Yaşar Hanım Ağrı’ya ne zaman ve nasıl geliyor?
Devlet bir dönem Yaşar Hanım’ı İhsan Nuri’ye karşı kullanmak ister. Boşanması için Yaşar Hanım’a baskı uygulanır. Yaşar Hanım hiçbir zaman boşanmayı kabul etmez.
Yaşar Hanım Türk mü?
Yaşar Hanım, İstanbullu bir Türk’tür. Aslen Kafkas kökenli ama İstanbul’da doğup büyümüştür. Babası cerrah olan İstanbullu bir Osmanlı kadınıdır. Abisi Ali Haydar Bey de askeri doktordur. Ali Haydar üzerinde Yaşar Hanım’a baskı yaparlar. İhsan Nuri 1926’da Ağrı’ya geldikten sonra bu baskılar sürer. İhsan Nuri anılarında Ağrı’da beyaz bayrak taşıyan bir Türk askerinin kendisine boşanma belgelerini evrakları getirdiği ve kendisini ‘Sizin devletinizi tanımıyor ki sizin mahkemeleriniz tanıyayım’ deyip kovduğu yazar. 1926 sonlarında devlet ile Ağrı kuvvetleri arasında bir ateşkes imzalanır. Bu ateşkes yaklaşık olarak 1 yıl sürer. Bu ateşkes sırasında Türk subaylarla birkaç görüşme gerçekleşir. İsyandan vazgeçmesi için rütbe ve mal mülk teklif edilir. İhsan Nuri bunları kabul etmez. ‘Tek isteğim Rom’un (Türklerin) Kürdistan’ı terk etmesidir’ diyor. Bu defa kişisel bir isteği olup olmadığını sorarlar. İhsan Nuri, eşinin Suriye gitmesine izin verilmesini ister. Devlet de bir iyi niyet beyanı olarak Yaşar Hanım’ın Suriye’ye gitmesine izin verir. Yaşar Hanım, Xoybûn’un aracılığı ile Kobanê’ye geçer. Kobanê’de Mustafa Şahin Berazi’nin evinde kalır. Sonra Xoybûn tarafından Güney Kürdistan’a geçirilir. Yine Xoybûn kuryeler aracılığı ile İran Tebriz’e gönderilir. Tebriz’de artık Ağrı’ya yakındır, İhsan Nuri Bey bir kurye gönderir, kurye Yaşar Hanım’ı Ağrı Dağı’na getirir. 1927 itibari ile Yaşar Hanım artık Ağrı’dadır.
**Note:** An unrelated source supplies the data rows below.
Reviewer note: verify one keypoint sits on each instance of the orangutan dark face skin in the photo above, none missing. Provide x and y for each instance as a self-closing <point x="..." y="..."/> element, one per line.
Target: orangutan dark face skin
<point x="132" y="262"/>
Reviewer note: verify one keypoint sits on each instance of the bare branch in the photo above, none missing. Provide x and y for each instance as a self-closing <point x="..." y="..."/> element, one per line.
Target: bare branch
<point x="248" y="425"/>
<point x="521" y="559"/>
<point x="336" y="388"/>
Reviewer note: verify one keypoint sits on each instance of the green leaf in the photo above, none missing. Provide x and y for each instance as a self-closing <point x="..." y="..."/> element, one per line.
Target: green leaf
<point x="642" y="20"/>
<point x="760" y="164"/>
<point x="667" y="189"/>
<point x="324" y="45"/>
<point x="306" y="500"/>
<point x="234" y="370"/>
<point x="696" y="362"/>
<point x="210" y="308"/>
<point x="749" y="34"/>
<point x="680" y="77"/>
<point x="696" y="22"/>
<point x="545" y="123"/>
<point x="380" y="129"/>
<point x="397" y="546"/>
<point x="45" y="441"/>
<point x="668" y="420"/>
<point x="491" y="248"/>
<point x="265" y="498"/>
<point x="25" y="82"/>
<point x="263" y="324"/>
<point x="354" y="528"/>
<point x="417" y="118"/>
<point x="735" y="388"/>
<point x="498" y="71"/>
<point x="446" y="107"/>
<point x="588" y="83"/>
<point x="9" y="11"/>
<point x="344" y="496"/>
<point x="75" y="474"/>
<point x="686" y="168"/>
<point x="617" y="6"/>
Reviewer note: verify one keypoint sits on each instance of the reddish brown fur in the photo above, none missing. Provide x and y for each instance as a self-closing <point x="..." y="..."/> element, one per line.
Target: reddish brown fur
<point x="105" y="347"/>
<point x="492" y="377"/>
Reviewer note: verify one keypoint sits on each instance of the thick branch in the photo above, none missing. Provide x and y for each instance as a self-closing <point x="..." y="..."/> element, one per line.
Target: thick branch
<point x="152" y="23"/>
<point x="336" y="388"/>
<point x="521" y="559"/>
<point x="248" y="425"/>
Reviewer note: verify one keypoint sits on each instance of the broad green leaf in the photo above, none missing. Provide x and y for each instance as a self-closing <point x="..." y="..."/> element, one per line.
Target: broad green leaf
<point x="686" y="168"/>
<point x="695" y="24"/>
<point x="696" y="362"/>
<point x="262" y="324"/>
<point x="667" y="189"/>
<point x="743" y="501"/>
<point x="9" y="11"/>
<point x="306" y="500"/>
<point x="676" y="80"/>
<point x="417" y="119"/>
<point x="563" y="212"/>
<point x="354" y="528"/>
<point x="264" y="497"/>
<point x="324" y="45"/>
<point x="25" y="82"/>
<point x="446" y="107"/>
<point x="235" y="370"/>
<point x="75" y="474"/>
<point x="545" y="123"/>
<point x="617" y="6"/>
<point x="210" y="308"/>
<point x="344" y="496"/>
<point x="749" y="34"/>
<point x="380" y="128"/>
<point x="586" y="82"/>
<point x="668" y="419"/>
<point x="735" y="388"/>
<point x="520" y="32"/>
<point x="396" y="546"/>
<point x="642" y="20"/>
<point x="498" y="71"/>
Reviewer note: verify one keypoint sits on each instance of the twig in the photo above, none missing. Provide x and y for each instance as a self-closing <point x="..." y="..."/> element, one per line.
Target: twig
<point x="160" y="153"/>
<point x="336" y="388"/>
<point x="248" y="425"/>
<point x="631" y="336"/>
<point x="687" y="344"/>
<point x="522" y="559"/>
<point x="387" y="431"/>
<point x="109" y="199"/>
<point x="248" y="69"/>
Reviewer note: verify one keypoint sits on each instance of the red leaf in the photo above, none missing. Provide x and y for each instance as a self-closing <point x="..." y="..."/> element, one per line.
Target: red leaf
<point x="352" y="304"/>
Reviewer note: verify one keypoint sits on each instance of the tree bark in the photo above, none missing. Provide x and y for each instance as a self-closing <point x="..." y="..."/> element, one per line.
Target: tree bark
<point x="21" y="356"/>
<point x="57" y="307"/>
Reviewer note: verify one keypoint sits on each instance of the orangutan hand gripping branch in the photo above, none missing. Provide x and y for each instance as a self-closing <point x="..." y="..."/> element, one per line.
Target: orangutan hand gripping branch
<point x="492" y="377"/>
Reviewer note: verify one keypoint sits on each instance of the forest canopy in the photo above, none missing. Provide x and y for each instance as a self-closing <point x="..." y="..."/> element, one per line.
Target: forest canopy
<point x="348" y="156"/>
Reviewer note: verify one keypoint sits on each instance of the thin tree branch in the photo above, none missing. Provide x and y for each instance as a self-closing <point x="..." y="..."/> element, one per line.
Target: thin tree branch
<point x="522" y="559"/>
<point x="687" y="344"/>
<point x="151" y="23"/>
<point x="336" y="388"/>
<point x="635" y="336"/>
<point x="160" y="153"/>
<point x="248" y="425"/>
Sonra birlikte İran’a geçerler.
Evet, İran’a geçmeleri ilginçtir. Ermeni kuvvetleri Ağrı’dan ayrılmadan önce Yaşar Hanım’ı güvenlik nedeni ile birlikte götürmek isterler. Yaşar Hanım kendi anılarında anlatıyor “Ben dedim ki ben öleceksem de İhsan Nuri ile birlikte ölürüm” diyor. İsyan bittikten sonra birlikte İran’a geçerler. İran’da siyasi sığınma talebinde bulunur, lakin cezaevine atılır.
Anılarda İran’daki yaşantılarına dair anlatımlar var mı?
İhsan Nuri oraya geçtikten sonra kısa bir süre cezaevinde kalır. Diğer Ağrı kuvvetleri komutanları da ordadır. Rıza Şah kendisine söz verir. ‘Ben olduğum müddetçe sen Türkler teslim etmeyeceğim’ der ve sözünü tutar. Buna karşılık İhsan Nuri’den siyasi faaliyetlerin içine girmemesini ister. Cüzi bir maaş bağlarlar. Bazen keserler. Bazen tekrar bağlarlar. İkinci Dünya Savaşı yıllarında verilen maaşı kesilir. Bunun üzerine şoförlük yapar.
İhsan Nuri İran’da mı vefat eder?
Evet, İran’da vefat eder. Yanılmıyorsam 1974 yılında bir sabah Yaşar Hanım eşini ekmek alması için fırına gönderir. İhsan Nuri geri dönmez. Yaşar Hanım aramak için dışarı çıkar ve mahalle esnafı eşine bir motosikletin çarptığını ve hastaneye kaldırıldığını söyler. Yaşar Hanım hastaneye koşar. Ancak İhsan Nuri’yi geri döndürmek mümkün olmaz. Motosiklet sürücüsü de oradadır. Çarptığı adamın kim olduğunu öğrenince duvar dibine çöker ve göz yaşı döker. İhsan Nuri birkaç gün komada kalır, sonra vefat eder. Yaşı o zaman 80’i geçmiştir.
Mezarı İran’da mı?
Evet, Tahran’da Bırıştı Zehre adlı mezarlıktadır.
Yaşar Hanım İran’da kalmaya devam mı eder?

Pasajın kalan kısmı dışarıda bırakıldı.